Akcja dzieje się na południu Florydy, pasażerka podróżuje z facetem na Triumphie Daytonie 675R. Jadą sobie względnie spokojnie, nie więcej, niż 80 km/h, droga jest szeroka, ma 3 pasy i mimo tego, że jest noc, widoczność jest wyśmienita. Daytona dojeżdża do skrzyżowania, a tam, samochód jadący z naprzeciwka postanawia zawrócić. Niestety kierowca chyba nawet nie pomyślał, żeby zastanowić się nad bezpieczeństwem swojego manewru…
Jeżeli gość na Daytonie jechałby samotnie, rzeczywiście istnieje prawdopodobieństwo, że mógłby zostać niezauważony. Ale obok niego jechały jeszcze dwa spore czopery, a za nimi wszystkimi samochód!

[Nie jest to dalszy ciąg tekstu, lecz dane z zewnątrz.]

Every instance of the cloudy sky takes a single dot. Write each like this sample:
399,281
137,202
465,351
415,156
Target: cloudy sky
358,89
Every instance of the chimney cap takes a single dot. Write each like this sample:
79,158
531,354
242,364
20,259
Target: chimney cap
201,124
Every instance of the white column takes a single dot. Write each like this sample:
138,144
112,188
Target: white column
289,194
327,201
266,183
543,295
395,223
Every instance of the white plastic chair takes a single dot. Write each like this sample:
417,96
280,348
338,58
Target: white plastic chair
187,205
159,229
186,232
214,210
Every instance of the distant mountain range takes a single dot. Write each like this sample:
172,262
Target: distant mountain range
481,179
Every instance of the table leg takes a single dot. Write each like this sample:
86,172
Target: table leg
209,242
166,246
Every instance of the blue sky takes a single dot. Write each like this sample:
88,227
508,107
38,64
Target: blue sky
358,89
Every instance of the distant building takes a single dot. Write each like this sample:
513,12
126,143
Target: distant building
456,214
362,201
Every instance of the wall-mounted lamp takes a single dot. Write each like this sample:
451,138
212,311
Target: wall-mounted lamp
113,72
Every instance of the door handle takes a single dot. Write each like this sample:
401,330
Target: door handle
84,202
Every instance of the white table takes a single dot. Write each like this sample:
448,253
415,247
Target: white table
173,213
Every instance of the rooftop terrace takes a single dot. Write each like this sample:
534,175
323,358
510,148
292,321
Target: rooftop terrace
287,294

Tego już nie można nazwać zwykłym „błędem” kierowcy samochodu. Nierozglądanie się przy zawracaniu jest już chyba kretyństwem. Swoją drogą, kierowca miał spore szczęście, że żaden z motocyklistów nie chciał dać mu nauczki…
Jak pisze motocyklista, w jego Daytonie nie ma ABSu, a przy tym awaryjnym hamowaniu tylne koło wpadło w lekki poślizg. Mimo wszystko, nawet z pasażerką na pokładzie udało mu się wyhamować – i to na centymetry! A może dodatkowe obciążenie w postaci pasażerki z tyłu trochę pomogło w hamowaniu? Jak uważacie?